Читаем Искушение полностью

К моменту появления на свет Алеши супруги Пугачевы уже жили в однокомнатной квартирке на Ленинском проспекте, уютной, с кухней — восемь метров. На кухне Федор сколотил деревянный топчан, по образцу того, на котором спал в детстве, в Ужгороде, топчан застелили шерстяным чехлом, сшитым по специальному заказу в театральном ателье, повесили над ним репродукцию картины Кустодиева, и вот уже кухня стала второй комнатой, куда Федя после рождения сына практически переселился со своими учебниками.

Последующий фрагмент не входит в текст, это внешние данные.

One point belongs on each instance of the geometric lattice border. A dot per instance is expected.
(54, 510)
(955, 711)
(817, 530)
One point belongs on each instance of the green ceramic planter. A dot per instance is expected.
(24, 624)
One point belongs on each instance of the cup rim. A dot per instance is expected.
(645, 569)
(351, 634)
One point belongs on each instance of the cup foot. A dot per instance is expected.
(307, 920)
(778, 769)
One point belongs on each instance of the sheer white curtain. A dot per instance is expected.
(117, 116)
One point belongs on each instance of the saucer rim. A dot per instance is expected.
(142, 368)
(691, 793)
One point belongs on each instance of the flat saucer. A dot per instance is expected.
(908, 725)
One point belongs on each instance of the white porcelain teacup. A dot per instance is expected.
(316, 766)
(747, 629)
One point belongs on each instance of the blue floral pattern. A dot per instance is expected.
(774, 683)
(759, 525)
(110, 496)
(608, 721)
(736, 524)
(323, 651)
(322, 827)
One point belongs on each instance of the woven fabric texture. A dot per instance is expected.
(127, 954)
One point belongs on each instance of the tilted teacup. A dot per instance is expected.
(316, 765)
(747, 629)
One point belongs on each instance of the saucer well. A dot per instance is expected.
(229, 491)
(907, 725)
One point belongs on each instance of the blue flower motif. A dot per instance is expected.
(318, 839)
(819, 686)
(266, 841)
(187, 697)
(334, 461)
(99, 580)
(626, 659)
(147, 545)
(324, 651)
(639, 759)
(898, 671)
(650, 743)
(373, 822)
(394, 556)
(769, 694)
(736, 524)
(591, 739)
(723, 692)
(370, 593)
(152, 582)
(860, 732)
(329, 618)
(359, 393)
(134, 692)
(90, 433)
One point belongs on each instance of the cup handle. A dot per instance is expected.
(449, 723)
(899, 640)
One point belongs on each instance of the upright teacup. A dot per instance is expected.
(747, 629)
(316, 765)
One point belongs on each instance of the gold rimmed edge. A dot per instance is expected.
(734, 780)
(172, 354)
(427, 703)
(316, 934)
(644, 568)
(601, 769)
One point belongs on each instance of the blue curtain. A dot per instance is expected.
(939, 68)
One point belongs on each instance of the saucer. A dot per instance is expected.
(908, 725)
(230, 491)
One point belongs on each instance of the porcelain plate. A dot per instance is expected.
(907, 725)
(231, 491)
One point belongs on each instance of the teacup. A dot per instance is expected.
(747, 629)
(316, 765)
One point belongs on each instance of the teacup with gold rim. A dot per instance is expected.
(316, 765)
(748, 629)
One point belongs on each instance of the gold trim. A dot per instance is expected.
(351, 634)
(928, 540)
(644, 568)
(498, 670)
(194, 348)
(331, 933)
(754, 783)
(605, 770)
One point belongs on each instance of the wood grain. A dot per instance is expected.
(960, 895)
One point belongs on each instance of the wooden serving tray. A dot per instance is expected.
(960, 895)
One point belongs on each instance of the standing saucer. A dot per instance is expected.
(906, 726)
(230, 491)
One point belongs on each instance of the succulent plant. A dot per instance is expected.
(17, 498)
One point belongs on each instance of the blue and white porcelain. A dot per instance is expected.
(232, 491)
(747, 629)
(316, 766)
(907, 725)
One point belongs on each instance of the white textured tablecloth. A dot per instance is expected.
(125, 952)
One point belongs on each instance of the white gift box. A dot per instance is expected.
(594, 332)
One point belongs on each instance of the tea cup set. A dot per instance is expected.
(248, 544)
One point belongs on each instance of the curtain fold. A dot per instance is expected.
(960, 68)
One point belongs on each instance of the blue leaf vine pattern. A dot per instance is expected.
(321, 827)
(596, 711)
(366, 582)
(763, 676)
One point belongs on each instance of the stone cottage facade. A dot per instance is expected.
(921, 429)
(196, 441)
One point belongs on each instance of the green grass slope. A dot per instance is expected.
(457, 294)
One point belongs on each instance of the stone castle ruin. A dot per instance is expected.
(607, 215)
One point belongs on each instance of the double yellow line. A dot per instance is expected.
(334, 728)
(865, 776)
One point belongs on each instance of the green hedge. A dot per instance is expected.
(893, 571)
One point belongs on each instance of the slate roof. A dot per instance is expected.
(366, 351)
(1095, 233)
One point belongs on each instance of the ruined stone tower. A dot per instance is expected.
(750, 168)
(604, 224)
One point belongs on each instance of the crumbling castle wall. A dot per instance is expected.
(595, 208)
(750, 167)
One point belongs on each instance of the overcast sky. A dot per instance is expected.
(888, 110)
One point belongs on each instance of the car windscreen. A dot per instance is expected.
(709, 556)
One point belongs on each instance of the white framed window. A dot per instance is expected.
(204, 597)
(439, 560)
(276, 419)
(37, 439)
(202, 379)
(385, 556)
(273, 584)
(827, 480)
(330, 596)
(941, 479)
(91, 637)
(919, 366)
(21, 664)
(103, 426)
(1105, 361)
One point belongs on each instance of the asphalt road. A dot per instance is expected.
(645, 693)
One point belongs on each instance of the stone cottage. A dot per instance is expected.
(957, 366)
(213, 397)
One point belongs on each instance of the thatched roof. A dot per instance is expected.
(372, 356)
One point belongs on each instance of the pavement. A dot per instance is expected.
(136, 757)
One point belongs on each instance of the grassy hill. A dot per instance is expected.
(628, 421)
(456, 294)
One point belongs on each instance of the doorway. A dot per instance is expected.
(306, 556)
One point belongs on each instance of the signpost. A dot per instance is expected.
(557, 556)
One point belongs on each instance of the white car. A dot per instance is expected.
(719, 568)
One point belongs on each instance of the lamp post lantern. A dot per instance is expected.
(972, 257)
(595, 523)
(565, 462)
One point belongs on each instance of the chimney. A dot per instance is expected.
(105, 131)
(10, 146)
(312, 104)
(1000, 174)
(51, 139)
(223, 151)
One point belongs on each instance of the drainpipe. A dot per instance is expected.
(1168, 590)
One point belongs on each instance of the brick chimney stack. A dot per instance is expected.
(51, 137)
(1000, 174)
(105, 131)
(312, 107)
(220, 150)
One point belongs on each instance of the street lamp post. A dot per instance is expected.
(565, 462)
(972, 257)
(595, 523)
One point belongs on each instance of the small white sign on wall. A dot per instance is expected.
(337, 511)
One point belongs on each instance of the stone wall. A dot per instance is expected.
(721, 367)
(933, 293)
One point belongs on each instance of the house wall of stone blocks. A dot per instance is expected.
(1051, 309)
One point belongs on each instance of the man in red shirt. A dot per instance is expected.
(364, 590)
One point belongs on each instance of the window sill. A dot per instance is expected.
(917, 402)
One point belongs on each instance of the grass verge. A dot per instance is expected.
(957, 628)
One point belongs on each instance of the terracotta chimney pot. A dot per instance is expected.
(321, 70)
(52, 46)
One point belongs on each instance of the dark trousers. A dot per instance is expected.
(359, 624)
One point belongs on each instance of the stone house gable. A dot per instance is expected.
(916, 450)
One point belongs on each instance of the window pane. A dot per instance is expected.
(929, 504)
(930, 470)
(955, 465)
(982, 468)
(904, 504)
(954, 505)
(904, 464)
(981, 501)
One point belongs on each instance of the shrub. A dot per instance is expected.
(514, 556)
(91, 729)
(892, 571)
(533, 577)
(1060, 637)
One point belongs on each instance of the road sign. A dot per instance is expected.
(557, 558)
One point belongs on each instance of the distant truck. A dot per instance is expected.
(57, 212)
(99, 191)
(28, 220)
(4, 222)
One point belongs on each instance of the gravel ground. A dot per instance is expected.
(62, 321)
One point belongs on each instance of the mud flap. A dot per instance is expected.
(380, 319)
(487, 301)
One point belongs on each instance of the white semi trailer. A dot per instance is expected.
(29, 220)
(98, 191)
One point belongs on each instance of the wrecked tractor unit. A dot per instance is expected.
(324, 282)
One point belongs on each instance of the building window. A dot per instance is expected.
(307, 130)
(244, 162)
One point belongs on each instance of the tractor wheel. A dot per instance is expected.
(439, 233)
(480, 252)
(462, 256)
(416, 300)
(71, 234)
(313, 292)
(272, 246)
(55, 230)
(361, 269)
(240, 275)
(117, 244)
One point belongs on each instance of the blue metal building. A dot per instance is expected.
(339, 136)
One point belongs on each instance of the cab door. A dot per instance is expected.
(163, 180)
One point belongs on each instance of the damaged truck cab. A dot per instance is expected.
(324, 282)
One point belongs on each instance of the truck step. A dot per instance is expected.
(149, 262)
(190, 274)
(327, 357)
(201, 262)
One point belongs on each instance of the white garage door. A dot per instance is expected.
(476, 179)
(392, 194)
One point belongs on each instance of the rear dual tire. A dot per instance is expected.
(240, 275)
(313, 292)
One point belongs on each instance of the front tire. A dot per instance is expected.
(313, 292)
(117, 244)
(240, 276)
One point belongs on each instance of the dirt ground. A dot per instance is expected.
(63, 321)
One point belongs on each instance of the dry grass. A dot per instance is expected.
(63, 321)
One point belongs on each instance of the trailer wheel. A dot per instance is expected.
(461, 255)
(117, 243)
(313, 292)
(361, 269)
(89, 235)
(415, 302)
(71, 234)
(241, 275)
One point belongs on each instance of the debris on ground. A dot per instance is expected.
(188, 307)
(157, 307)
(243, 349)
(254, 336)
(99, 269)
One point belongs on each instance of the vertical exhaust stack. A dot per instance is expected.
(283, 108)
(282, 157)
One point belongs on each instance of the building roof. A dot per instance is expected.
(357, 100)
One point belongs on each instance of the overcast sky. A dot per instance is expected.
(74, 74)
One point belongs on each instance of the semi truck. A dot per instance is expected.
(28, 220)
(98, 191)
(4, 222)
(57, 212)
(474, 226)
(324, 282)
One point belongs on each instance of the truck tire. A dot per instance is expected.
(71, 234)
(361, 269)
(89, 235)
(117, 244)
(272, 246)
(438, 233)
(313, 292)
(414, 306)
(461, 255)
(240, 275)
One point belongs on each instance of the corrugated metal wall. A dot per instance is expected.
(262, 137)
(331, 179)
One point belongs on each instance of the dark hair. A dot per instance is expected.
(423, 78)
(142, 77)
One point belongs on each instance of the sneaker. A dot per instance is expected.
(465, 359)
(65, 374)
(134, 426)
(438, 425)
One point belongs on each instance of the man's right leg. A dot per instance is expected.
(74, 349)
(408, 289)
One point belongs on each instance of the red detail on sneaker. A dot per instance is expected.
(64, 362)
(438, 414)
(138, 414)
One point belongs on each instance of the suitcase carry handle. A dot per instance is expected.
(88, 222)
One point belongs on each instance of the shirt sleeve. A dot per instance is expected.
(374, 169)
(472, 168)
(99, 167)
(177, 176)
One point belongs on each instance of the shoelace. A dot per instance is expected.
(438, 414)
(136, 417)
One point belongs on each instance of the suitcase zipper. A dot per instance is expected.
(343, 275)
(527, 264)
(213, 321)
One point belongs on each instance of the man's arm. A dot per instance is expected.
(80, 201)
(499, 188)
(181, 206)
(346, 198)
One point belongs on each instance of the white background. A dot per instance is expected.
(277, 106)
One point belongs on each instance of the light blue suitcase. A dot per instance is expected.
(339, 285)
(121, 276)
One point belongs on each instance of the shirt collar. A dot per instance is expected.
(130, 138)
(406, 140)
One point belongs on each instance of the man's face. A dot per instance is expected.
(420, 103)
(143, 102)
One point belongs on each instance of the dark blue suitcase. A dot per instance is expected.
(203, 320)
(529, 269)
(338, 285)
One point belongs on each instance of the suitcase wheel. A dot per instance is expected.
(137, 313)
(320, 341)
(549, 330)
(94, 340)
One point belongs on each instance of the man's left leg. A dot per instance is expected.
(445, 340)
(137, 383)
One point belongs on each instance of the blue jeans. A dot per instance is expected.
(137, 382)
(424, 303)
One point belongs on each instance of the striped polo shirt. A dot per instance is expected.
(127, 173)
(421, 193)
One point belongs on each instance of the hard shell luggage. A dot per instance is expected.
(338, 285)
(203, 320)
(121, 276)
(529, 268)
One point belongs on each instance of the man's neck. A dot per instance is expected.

Если бы Клара попыталась припомнить, как началось ее отчуждение от мужа, вряд ли она сумела бы назвать какой-нибудь отдельный эпизод или мало-мальски значительный разговор. Ничего такого и не было. Жизнь их катилась гладко, как умело пущенное колесо под гору. Она по-прежнему работала в библиотеке. Двухлетнего Лешеньку устроили в пятидневные ясли. Федор был занят по горло, весь его вид выражал одну ласковую просьбу: «Потерпи, Клара, еще немного потерпи». Он любил ее настолько мощной и ровной любовью, настолько был поглощен своими планами, что у Клары не возникало повода, подобно другим женщинам, хотя бы слегка поволноваться за свое будущее. Навещая родителей, она даже не могла сделать приятное любимой мамочке, выдумать какую-нибудь стоящую жалобу на мужа. Натыкаясь на ждущий взгляд матери, только и могла пролепетать: «Да вот, Федька опять полночи сидел на кухне, не выключал свет и мне не давал спать». — «Да что же это он, о себе одном думает!» — готовно взвинчивалась мать. Но обе понимали, что как-то все это беспочвенно, неубедительно.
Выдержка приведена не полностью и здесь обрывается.